Revenons un peu en arrière... Tu remercies dans ton livre Greg Shaw, "the man who put the Bomb". Pour toi, quel a été l'élément déclencheur qui t'a fait basculer dans le rock ?
En fait, c'est plutôt vers 75 que j'achète mes premiers 45 tours dans un Monoprix, sur un présentoir où on trouve les tubes. Mes premiers 45 tours, c'était Slade, pas forcément ceux qui venaient de sortir, il y avait de vieux 45 tours qui traînaient, les Slade devaient dater de 72 ou 73, il y avait des vieux Stones aussi, "Star Star", des singles extraits d'un album de compilation des Who où ils sont avec des casques ("Odds and Sods", ndr). A cette époque, le punk n'existe pas encore. Enfin, Television joue à New York mais moi, en région parisienne, je n'ai aucun moyen de le savoir ; je découvre les Stones, et après les pionniers, Little Richard, Chuck Berry, Jerry Lee Lewis, je deviens fou en l'écoutant, comme en entendant Little Richard hurler au début de "Tutti Frutti", je me dis "Qu'est ce que c'est que ce truc, qu'est ce que j'ai découvert, c'est une bombe atomique !"

Tu remercies également dans ton livre The Mental Job pour t'avoir vendu le 45 tours de "God Save The Queen".
Oui, c'était génial, j'avais 15 ans, je faisais un petit boulot à Boulogne, pendant les vacances, et je traverse la rue, il y avait un magasin qui vendait des disques et des guitares, je rentre, je discute avec le mec et là je m'aperçois que c'était le bassiste d'Asphalt Jungle (Groupe punk français mené par Patrick Eudeline et Rikki Darling entre 1976 et 1978, ndr) qui était là pour se faire un peu d'argent de poche. Et en effet, je lui ai acheté "God Save The Queen" et je ne m'en suis pas encore remis.
Et le passage à l'acte musical intervient à quel moment pour toi ?

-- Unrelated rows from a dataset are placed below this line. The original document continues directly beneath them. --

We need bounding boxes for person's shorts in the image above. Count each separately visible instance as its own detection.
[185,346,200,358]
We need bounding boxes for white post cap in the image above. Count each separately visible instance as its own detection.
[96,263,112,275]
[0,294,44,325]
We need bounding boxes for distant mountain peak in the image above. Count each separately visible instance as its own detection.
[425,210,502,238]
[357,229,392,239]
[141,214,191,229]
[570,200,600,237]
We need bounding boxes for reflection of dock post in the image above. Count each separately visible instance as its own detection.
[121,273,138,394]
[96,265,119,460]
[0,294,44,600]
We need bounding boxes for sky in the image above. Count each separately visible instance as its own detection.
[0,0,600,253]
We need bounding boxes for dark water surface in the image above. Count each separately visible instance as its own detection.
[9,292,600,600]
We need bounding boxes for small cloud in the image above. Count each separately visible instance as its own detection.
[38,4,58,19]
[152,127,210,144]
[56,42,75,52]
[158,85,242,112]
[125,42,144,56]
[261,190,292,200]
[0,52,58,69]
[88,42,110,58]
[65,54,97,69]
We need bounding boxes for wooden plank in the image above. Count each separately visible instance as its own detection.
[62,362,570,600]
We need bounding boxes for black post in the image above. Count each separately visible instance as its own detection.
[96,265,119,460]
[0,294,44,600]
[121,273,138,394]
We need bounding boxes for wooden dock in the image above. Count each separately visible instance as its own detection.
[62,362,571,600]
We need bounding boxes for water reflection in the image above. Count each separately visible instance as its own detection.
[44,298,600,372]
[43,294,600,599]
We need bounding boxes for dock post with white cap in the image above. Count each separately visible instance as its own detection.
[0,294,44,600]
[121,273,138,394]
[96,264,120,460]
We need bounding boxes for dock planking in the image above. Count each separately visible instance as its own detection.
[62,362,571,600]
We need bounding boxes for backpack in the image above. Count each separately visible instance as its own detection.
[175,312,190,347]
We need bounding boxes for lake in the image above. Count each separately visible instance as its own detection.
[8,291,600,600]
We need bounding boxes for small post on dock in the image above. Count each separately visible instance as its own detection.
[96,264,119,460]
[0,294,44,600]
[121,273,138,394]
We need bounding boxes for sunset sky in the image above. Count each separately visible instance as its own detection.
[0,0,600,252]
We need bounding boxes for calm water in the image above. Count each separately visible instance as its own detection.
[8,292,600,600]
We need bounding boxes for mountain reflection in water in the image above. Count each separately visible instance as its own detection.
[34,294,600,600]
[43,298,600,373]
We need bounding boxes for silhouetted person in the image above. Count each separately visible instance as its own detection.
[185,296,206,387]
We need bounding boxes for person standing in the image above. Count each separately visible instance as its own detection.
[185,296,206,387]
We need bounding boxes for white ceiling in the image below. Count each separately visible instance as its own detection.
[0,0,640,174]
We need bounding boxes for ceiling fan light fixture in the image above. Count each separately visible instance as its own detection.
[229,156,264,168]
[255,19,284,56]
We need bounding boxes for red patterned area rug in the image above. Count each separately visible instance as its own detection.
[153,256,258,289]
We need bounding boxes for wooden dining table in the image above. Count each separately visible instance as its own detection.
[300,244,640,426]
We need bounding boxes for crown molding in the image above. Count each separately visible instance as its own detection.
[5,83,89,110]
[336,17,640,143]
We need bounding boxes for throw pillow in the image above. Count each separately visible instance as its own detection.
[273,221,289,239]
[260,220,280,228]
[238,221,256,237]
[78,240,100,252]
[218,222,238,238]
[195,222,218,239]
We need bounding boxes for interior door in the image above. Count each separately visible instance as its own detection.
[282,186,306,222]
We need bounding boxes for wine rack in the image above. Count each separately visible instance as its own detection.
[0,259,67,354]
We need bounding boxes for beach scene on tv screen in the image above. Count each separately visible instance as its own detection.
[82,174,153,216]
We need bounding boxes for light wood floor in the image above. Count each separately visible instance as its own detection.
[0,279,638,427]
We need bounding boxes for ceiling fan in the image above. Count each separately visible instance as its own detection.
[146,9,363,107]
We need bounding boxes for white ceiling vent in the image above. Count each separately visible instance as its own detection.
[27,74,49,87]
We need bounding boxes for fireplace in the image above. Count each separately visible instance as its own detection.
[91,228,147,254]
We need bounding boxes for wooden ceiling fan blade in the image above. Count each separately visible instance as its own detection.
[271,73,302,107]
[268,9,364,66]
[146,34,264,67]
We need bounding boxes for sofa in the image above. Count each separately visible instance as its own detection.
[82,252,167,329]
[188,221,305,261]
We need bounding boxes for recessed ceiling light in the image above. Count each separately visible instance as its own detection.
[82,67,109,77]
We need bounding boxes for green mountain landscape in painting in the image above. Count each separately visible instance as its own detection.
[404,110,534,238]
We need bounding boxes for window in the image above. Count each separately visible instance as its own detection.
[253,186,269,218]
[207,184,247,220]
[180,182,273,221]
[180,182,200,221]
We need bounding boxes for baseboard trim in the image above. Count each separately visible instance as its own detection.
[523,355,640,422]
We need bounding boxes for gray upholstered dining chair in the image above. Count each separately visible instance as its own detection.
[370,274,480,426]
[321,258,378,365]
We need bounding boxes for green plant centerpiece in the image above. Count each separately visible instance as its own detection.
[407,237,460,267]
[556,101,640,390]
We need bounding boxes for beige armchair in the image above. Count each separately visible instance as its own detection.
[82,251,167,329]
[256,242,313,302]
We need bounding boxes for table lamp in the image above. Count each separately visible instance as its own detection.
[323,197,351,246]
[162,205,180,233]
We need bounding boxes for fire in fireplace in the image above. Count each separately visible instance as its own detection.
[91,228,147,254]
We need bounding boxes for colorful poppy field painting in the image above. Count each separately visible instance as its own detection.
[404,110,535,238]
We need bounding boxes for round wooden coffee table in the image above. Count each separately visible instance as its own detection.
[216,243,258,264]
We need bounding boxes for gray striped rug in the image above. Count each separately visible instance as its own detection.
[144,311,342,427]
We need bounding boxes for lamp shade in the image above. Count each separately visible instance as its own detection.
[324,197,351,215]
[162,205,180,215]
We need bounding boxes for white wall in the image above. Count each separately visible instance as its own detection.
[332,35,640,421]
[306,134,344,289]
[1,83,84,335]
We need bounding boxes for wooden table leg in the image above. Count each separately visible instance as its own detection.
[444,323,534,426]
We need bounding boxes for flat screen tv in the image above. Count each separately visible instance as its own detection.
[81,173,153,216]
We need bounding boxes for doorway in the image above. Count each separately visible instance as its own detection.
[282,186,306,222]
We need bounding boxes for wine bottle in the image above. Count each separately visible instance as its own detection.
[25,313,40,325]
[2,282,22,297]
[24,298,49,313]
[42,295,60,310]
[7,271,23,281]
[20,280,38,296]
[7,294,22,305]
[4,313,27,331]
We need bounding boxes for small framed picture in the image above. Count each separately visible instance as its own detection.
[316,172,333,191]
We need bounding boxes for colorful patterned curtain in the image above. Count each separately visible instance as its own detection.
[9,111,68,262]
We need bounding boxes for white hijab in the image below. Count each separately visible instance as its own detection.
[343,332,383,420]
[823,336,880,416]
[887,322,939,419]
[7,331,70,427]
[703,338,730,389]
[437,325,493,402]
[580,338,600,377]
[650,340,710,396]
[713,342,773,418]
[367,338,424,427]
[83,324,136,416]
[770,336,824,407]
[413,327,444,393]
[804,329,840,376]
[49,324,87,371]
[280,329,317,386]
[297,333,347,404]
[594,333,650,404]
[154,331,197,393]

Dès l'instant où j'ai commencé à écouter les Who, les Stones, je me suis dit : "D'une façon ou d'une autre, il faut que je forme un groupe, il faut que j'essaye, que je rencontre des gens, il faut que je trouve un batteur, un bassiste..."
Ça a commencé comment ?
Ben ça a commencé très mal (rires), comme tout le monde, avec des guitares sèches sur lesquelles tu essayes de brancher un micro pourri, tu essayes de trouver un ampli de tourne-disques sur lequel tu branches ta guitare et évidemment le tourne-disques explose, tu prends des barils de lessive, des casseroles pour faire une batterie, et puis, au fur et à mesure, tu t'achètes une batterie, une basse et puis tu te demandes ensuite comment est ce qu'on en joue, et puis voilà, tu commences petit à petit dans des caves, tu massacres des morceaux, avec la rage, mais tu les massacres quand même ! (rires)
Et ton premier groupe, c'était les Désaxés ?
Non, c'étaient des groupes de collège. Les Désaxés, c'est mon premier groupe sérieux, qui avait un répertoire, un planning de travail... avec un songwriter, Hervé Zerrouk, qui écrivait des chansons... C'est ça qui fait qu'un groupe existe ou pas, il faut un moteur, un auteur, Hervé avait son univers et quand je suis arrivé, il avait déjà 15 chansons d'écrites, de pop très énervée, très énergique, de deux minutes, parfois d'une minute cinquante.
A ce moment là, on est en 1981 ?
1982, le groupe existait depuis 1981, j'arrive en 1982, le premier disque qu'on fait ensemble date de 1983. Le groupe va durer jusqu'en 1989-1990. Le dernier disque qu'on ait sorti, c'était en 1988 chez Phonogram, et la maison de disques nous a un peu menés en bateau, on devait faire un album, tous les trois mois, il nous envoyait en studio, on devait faire une maquette, ils l'écoutaient, ils nous disaient "retournez écrire des singles", donc on retournait travailler en répèt', comme des abrutis, et on refaisait une maquette, trois mois plus tard on attendait le verdict du directeur artistique qui nous disait "retournez écrire des singles" et un moment ça nous a un peu lassés d'enregistrer maquette sur maquette...
L'aventure des Désaxés se termine donc vers 1990. Entre cette date et tes débuts à l'écriture, au début des années 2000, que fais-tu ?
Plein de choses, j'ai joué après les Désaxés avec un artiste qui était chez Sony, on a fait un album ensemble en Angleterre, c'était super intéressant comme expérience, ça a duré deux ou trois ans. J'ai joué avec Jacno en live, depuis 1995 jusqu'à encore récemment.